La speranza è che l’attentato non fermi il processo di transizione in corso in Tunisia. Le forze politiche hanno dato più volte prova di maturità e, ancora oggi, vi è un governo di unità nazionale formato dai due principali partiti: Nidaa Tounes e il partito islamico Ennahda. Come evidenziato da Stefano Torelli, ISPI, nella nota per l’Osservatorio di Politica Internazionale del Parlamento–MAECI, tale coesione nazionale è alla base del successo del processo di democratizzazione tunisino e ha fatto sì che non si ripetesse a Tunisi quanto successo al Cairo. La relativa forza delle istituzioni e la partecipazione di un’ampia fetta della società civile (dai sindacati alle associazioni femminili) al processo politico in corso, sono elementi che fanno ben sperare circa il futuro del paese, nonostante, rileva Armando Sanguini, ex ambasciatore a Tunisi e Scientific Advisor ISPI, il paese sia costretto a vivere una transizione più lunga del previsto.

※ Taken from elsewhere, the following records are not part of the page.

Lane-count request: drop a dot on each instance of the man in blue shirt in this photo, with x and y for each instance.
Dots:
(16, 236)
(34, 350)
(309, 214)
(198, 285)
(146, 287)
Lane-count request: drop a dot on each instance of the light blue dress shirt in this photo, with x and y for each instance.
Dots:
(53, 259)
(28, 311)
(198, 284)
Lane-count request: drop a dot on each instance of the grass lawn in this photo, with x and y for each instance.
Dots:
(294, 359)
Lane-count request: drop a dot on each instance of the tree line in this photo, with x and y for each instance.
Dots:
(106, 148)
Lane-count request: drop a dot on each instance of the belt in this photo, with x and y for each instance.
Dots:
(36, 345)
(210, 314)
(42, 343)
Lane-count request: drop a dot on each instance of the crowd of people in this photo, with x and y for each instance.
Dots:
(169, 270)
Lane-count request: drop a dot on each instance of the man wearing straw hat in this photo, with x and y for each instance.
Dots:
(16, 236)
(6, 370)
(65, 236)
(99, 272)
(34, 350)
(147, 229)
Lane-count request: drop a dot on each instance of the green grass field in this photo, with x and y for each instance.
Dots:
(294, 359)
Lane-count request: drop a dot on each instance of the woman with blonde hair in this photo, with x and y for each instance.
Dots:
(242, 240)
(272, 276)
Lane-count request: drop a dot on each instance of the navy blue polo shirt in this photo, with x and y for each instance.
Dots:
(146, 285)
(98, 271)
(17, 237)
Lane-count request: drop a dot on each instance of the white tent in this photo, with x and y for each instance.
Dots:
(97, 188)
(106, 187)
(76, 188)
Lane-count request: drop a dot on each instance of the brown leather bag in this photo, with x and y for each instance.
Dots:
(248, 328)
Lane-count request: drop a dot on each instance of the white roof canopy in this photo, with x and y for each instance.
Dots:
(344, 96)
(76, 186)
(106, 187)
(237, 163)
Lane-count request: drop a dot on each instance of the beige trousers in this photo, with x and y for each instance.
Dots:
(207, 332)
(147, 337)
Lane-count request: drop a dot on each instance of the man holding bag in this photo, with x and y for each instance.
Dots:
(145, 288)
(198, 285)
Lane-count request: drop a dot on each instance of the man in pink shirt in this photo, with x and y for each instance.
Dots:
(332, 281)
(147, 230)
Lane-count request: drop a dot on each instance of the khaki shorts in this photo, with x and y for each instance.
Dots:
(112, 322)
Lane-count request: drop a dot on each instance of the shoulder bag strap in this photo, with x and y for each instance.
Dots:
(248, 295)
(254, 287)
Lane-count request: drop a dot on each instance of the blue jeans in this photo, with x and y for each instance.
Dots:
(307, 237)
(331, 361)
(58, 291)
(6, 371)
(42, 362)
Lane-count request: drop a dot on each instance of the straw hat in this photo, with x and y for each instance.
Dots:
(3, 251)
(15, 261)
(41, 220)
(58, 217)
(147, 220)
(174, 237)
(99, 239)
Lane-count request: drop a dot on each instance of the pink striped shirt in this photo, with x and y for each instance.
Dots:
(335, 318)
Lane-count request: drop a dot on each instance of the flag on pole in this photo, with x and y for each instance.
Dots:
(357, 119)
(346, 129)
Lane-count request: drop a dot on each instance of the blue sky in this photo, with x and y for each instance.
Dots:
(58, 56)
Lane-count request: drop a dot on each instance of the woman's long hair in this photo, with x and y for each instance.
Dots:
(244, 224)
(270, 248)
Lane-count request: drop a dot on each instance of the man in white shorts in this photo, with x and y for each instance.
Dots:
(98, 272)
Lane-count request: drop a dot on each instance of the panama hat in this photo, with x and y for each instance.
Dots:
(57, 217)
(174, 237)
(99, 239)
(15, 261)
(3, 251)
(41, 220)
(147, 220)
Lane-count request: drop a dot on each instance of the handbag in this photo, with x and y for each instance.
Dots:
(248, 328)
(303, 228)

Perché la nuova legge anti–terrorismo non può essere il movente dell’attacco?
È stato fatto notare come, proprio ieri, il Parlamento fosse riunito per discutere la nuova legge anti–terrorismo. Ciò che è importante sottolineare è che le falle legislative a livello di anti–terrorismo non si manifestano nell’assenza di una normativa chiara. Al contrario, uno dei problemi della Tunisia in materia di anti–terrorismo (e, in parte una delle cause della radicalizzazione di alcuni giovani tunisini) è costituito dal fatto che il paese ha ancora la legge del 2003 firmata da Ben Ali e criticata da vari enti e associazioni, tra i quali Amnesty International, in quanto lesiva dei diritti umani. In linea con il processo di democratizzazione, le forze politiche tunisine devono rendere anche la legislazione anti–terrorismo, per quanto possibile, compatibile con i diritti civili e politici. Il trade–off tra repressione indiscriminata e leggi che tutelino le libertà civili rappresenta una delle sfide del governo tunisino in carica.
Cosa fa l’Europa?
Oltre al sostegno politico ed economico, l’Unione Europea (e l’Italia) dovrebbero concentrarsi anche su altri aspetti della questione per aiutare la Tunisia a fronteggiare la minaccia terroristica, anche consapevoli che – come nel caso della Libia – si tratta di una minaccia che potenzialmente riguarda anche la sponda Nord del Mediterraneo. La Tunisia non ha storicamente un esercito abituato a combattere forze jihadiste, in quanto tale fenomeno non si è mai presentato nella natura in cui sta accadendo oggi, come affermato da Stefano Torelli, ISPI, su Jamestown Foundation. Fornire a Tunisi sostegno anche da un punto di vista militare e di intelligence rappresenta una delle priorità d’intervento. Alcuni governi, soprattutto la Francia e gli Stati Uniti, lo stanno già facendo.